For both ipv4 and ipv6 the following parameters are configured using DHCP or RAs: - address - gateway - dns (read notes below) - hostname (vm's name) - mtu (taken from network attachment definition)
Configuring dns server¶
By default the DHCP server at ovn-kuberntes will configure the kubernetes
default dns service kube-system/kube-dns
as the name server.

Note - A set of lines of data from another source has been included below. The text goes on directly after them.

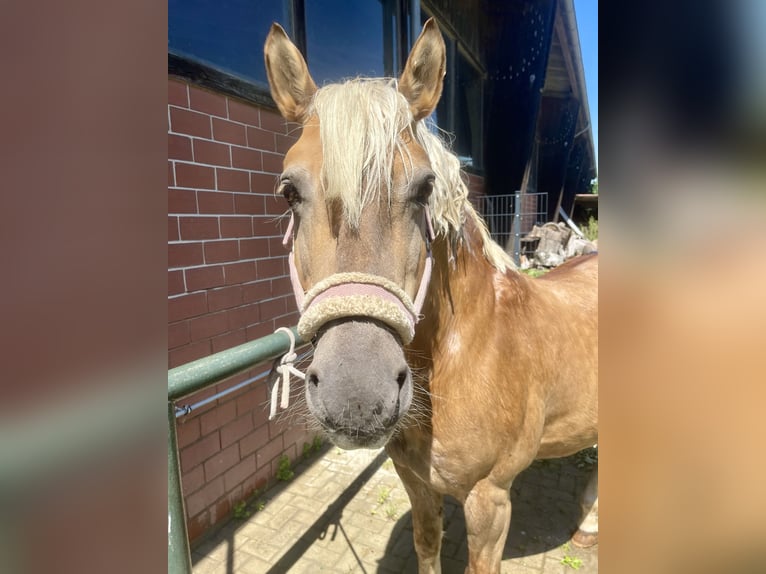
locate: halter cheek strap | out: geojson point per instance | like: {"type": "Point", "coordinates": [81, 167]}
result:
{"type": "Point", "coordinates": [360, 294]}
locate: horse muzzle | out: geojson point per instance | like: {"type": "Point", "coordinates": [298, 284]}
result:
{"type": "Point", "coordinates": [359, 384]}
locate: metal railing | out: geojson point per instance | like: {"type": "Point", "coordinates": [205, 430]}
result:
{"type": "Point", "coordinates": [510, 217]}
{"type": "Point", "coordinates": [191, 378]}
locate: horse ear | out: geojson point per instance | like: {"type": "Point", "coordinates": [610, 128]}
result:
{"type": "Point", "coordinates": [289, 79]}
{"type": "Point", "coordinates": [423, 76]}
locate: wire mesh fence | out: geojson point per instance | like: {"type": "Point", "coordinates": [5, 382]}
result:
{"type": "Point", "coordinates": [510, 217]}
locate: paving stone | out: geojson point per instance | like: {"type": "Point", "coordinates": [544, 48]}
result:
{"type": "Point", "coordinates": [327, 519]}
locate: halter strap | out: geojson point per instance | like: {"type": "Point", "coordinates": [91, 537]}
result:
{"type": "Point", "coordinates": [359, 294]}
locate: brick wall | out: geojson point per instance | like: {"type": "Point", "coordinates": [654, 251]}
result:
{"type": "Point", "coordinates": [228, 283]}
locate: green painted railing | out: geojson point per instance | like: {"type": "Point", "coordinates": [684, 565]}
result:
{"type": "Point", "coordinates": [188, 379]}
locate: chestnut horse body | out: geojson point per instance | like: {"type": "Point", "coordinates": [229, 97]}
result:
{"type": "Point", "coordinates": [466, 373]}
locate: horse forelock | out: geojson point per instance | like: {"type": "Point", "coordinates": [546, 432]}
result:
{"type": "Point", "coordinates": [361, 126]}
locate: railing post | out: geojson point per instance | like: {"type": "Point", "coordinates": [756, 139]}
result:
{"type": "Point", "coordinates": [179, 558]}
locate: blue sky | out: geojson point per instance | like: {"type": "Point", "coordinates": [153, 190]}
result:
{"type": "Point", "coordinates": [586, 12]}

This can be
overridden with the following command line options:
- dns-service-namespace
- dns-service-name
Limitations¶
OVN-K currently does not support:
- the same attachment configured multiple times in the same pod - i.e.
k8s.v1.cni.cncf.io/networks: l3-network,l3-network
is invalid.
- updates to the network selection elements lists - i.e. k8s.v1.cni.cncf.io/networks
annotation
- IPv6 link local addresses not derived from the MAC address as described in RFC 2373, like Privacy Extensions defined by RFC 4941,
or the Opaque Identifier generation methods defined in RFC 7217.